We split our dataset into k groups. We train our model on k-1 folds and then test on the last fold. We repeat this until every k has been tested once.
It is both a lower variabilty and it uses all of the data when compared to validation. This being said, validation is faster to compute, which becomes a larger factor the bigger your data set is.
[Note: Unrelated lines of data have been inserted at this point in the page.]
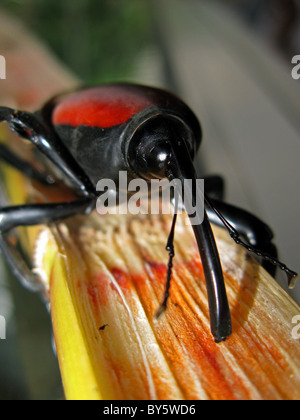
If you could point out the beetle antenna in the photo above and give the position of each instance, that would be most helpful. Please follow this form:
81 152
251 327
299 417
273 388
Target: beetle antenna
235 235
170 249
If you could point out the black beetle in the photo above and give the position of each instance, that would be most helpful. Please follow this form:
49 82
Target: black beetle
95 133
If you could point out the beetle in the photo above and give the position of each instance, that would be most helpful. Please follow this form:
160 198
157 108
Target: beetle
96 132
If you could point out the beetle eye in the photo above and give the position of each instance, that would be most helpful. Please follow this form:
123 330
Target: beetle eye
149 151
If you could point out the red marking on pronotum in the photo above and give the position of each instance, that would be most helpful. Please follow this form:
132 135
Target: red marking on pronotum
104 106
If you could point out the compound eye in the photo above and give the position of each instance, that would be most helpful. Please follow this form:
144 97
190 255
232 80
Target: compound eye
149 151
150 148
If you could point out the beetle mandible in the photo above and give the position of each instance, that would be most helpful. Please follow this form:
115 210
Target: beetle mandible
96 132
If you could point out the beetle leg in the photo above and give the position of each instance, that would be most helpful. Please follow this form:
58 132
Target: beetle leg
30 215
240 223
21 165
220 319
29 126
215 186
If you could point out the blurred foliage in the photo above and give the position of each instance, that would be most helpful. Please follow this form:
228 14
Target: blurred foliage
99 40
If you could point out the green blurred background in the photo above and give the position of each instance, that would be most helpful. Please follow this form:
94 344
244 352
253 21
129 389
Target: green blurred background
147 41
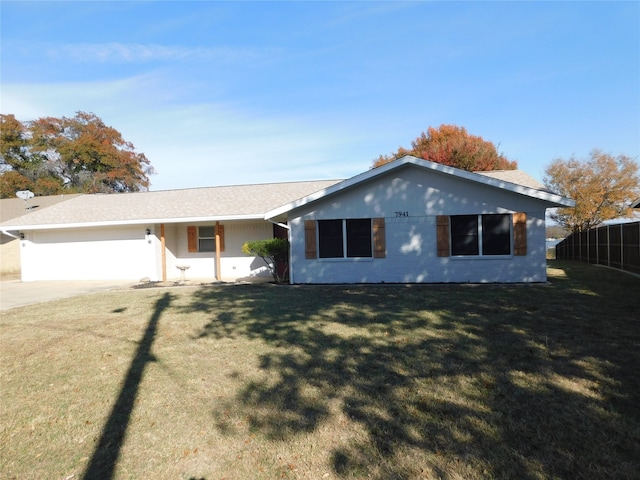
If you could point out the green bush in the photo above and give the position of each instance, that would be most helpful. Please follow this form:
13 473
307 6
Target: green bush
274 252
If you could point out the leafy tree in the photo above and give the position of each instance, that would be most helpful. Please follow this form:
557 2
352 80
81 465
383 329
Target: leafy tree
603 187
80 154
453 146
274 252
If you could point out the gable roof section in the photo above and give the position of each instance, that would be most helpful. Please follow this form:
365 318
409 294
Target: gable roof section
167 206
515 181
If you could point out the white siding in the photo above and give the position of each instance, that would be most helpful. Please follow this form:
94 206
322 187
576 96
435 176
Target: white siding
411 240
233 263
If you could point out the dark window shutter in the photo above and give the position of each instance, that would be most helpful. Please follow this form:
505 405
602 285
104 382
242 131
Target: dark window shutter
379 240
192 239
520 233
310 239
442 227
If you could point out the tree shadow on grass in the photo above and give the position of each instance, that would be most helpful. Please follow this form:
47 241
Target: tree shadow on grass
105 456
450 382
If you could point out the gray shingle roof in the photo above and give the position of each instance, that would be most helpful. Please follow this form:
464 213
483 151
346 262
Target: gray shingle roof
517 177
16 207
238 201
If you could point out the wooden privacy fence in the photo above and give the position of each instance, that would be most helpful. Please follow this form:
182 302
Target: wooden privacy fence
616 246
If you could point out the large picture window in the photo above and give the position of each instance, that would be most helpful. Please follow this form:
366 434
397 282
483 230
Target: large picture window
481 234
351 236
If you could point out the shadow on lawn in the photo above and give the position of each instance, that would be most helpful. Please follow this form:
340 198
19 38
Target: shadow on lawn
105 456
446 381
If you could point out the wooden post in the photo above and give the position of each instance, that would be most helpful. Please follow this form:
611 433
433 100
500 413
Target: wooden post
218 273
164 253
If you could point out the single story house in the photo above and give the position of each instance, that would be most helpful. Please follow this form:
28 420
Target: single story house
410 221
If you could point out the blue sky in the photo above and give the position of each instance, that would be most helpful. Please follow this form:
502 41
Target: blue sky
218 93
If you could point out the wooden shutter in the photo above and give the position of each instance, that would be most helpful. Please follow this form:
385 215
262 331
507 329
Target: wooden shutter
442 229
220 231
192 239
379 242
310 239
520 233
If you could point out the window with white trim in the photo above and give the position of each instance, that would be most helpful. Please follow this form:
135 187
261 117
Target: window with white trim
207 239
480 235
350 238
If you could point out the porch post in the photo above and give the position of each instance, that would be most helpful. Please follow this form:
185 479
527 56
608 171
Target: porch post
164 253
218 273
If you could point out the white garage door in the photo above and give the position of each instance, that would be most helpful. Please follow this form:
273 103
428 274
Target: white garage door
88 254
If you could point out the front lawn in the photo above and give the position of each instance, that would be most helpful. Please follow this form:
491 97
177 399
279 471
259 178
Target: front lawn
383 382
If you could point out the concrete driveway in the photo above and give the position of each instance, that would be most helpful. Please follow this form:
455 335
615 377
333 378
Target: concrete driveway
14 293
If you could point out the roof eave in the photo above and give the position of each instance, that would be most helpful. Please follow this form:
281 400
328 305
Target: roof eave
146 221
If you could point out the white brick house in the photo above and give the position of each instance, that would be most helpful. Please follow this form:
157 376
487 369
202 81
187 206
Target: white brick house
408 221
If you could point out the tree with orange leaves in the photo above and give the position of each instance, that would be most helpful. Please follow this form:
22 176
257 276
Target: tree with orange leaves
453 146
603 187
79 154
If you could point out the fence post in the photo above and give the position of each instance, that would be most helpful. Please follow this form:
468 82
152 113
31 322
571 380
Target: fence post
608 247
621 247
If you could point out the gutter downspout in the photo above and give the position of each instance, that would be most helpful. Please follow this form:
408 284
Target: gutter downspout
288 228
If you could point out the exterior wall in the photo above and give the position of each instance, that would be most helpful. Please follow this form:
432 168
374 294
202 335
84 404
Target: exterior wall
127 253
9 255
123 253
233 263
410 199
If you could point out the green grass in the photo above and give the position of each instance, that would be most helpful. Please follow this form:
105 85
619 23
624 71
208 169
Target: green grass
383 382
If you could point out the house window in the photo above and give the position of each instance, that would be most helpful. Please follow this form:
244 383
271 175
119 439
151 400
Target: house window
481 234
203 239
353 236
206 239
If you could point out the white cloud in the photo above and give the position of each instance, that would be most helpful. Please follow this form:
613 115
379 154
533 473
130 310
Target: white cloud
201 144
114 52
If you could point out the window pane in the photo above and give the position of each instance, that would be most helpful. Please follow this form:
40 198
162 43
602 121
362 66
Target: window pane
206 245
330 239
206 232
496 235
359 237
464 235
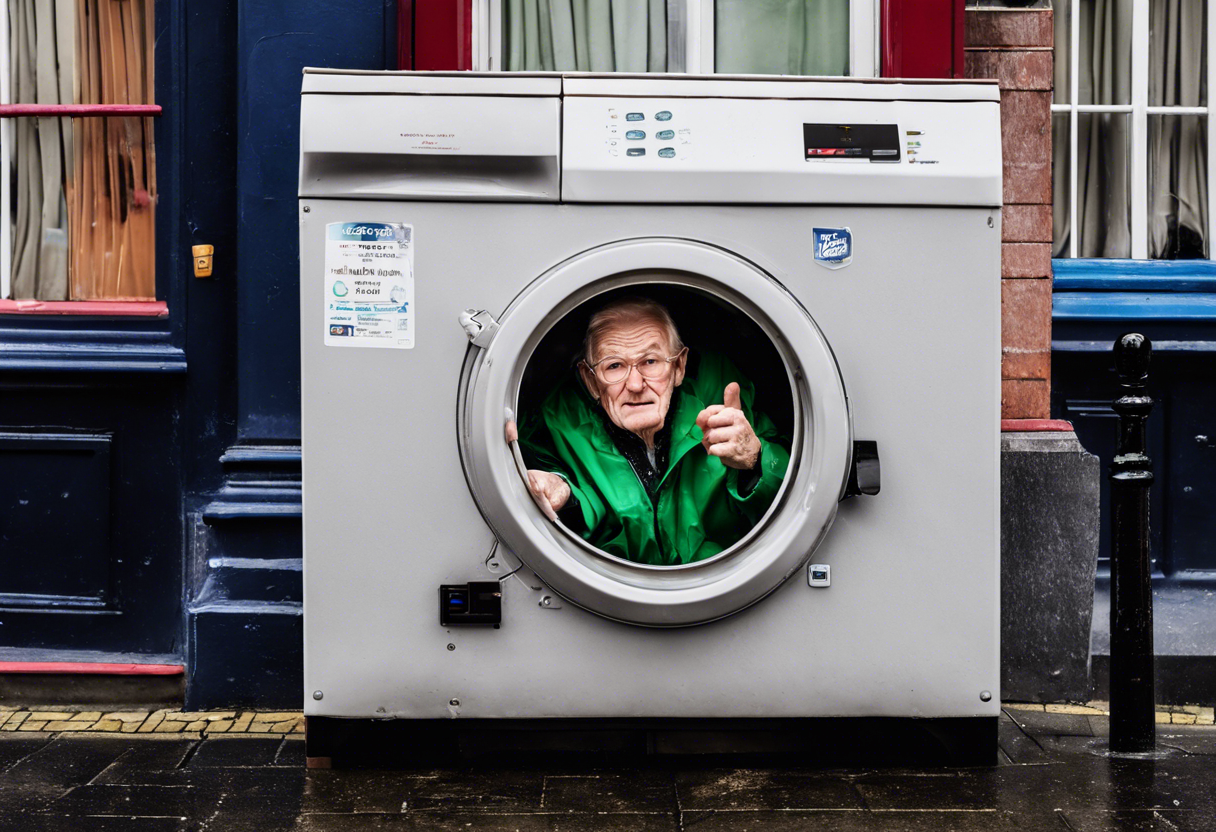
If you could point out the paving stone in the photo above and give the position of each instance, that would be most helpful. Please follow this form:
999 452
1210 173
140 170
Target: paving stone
636 792
1071 709
142 760
353 792
224 752
151 723
803 820
484 790
128 800
761 788
1056 724
15 721
461 821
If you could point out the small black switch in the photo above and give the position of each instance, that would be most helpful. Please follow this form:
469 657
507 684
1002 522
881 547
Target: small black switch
865 477
477 602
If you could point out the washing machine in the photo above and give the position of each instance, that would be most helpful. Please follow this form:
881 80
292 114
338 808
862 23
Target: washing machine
839 239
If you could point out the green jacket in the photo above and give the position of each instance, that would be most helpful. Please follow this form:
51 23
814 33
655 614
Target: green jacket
696 511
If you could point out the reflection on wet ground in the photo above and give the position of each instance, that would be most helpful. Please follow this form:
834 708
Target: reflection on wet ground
1051 776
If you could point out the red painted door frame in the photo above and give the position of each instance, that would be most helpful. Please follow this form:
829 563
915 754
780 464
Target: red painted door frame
922 38
435 34
919 38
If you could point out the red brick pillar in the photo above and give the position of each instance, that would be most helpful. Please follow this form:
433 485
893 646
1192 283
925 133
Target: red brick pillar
1014 46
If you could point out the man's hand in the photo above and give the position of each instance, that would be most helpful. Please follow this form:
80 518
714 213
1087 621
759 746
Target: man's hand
727 433
549 490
It is faster to compute than LOOCV is. This being said, LOOCV doesn’t have the same variability that k-fold cross-validation can have.
library(tidyverse)
## ── Attaching packages ─────────────────────────────────────── tidyverse 1.3.2 ──
## ✔ ggplot2 3.4.1 ✔ purrr 1.0.1
## ✔ tibble 3.1.8 ✔ dplyr 1.1.0
## ✔ tidyr 1.3.0 ✔ stringr 1.5.0
## ✔ readr 2.1.4 ✔ forcats 1.0.0
## ── Conflicts ────────────────────────────────────────── tidyverse_conflicts() ──
## ✖ dplyr::filter() masks stats::filter()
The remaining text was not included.